The assessee submitted that in essence, it was a technical error, which occurred due to amendment of the provisions of Section 80P of the Act; and the mistake was sought to be rectified in the re-revised return. The assessee also submitted that the penalty could be levied under Section 271(1)(c) only in a case of deliberate concealment of particulars of income or deliberate furnishing of inaccurate particulars, which had not been the case here. The AO, however, rejected the contentions of the assessee and held that the assessee had intentionally claimed inadmissible deductions under Section 80P(2) to reduce the taxable income; and proceeded to impose the penalty under Section 271(1)(c) of the Act to the tune of Rs.93,70,460/-.
The Revenue seeks to question the order so passed by ITAT with the submissions that in the original return, no claim for deduction was made but it was made by filing the revised return and, thereafter, when confronted, the assessee attempted to file a belated re-revised return. Thus, according to the Revenue, the finding of ITAT that it were a case of bona fide mistake, is not justified. It is contended that the attempt of the assessee to reduce the taxable income by claiming inadmissible deduction tantamount to furnishing of inaccurate particulars of income and the AO had rightly imposed the penalty in this case.

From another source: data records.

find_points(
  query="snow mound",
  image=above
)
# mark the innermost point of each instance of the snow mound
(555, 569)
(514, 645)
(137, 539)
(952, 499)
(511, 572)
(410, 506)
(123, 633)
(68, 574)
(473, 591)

The assessee, a banking institution and a registered co- operative society, of course, ought to have been remained vigilant while filing its return or revised return but, it remains a fact that earlier, the deduction in question under Section 80P (2) was being allowed to the assessee, for being a co- operative society engaged in the business of banking and providing credit facilities. It was by virtue of insertion of Sub- section (4) by Finance Act, 2006 with effect from 01.04.2007 that the provisions of Section 80P were made inapplicable in relation to any Co-operative Bank other than the Primary Agriculture Credit Society or Primary Co-operative Agriculture and Rural Development Bank. Apparently, the claim for this deduction in the assessment year 2007-08 had been a matter of bona fide mistake and could not have been taken to be a case of concealment of particulars of income or furnishing of inaccurate particulars of income. In fact, when confronted with the legal position, the assessee filed re-revised return, albeit belatedly, withdrawing such claim of deduction.